I am doing an experiment with micro RNA mimic and inhibitor. I am using HEK293T cells for micro RNA mimic and inhibitor transfection. I am using hsa-miR-185-5p mimic and inhibitor for the experiment. I have question regarding experiment design. I have checked expression of this micro RNA in HEK293T cells. So my question is:
How can I transfect the inhibitor to HEK cells? Should I transfect inhibitor alone or with mimicto HEK cells?
I am also using negative control for inhibitor. I think here negative control will work as a scramble sequence. After transfection how can I analyze the data?
So I am taking 3 wells,
1) control well (no inhibitor): only HEK cells
2) Well with inhibitor: HEK cells transfected with inhibitor
3) with negative control: HEK cells transfected with negative control.
Then how should I analyze the data? How can I find the relative expression or fold change for my candidate genes targeted by this microRNA?
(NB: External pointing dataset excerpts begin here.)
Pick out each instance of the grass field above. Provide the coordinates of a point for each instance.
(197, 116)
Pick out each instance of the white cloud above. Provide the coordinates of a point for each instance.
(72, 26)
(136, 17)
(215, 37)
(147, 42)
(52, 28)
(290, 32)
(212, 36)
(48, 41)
Now suppose I want to check inhibitor effect on gene X by qPCR. Then I was thinking to first find our delta Ct value for control by subtracting ct value of control from ct value of negative control.
and then find delta ct value of target gene by subtracting inhibitor ct value from negative control. Then find out delta delta ct value from above two delta Ct value and then calculate the fold change.
So is it a right method to find out relative expression in presence of inhibitor or there is another method?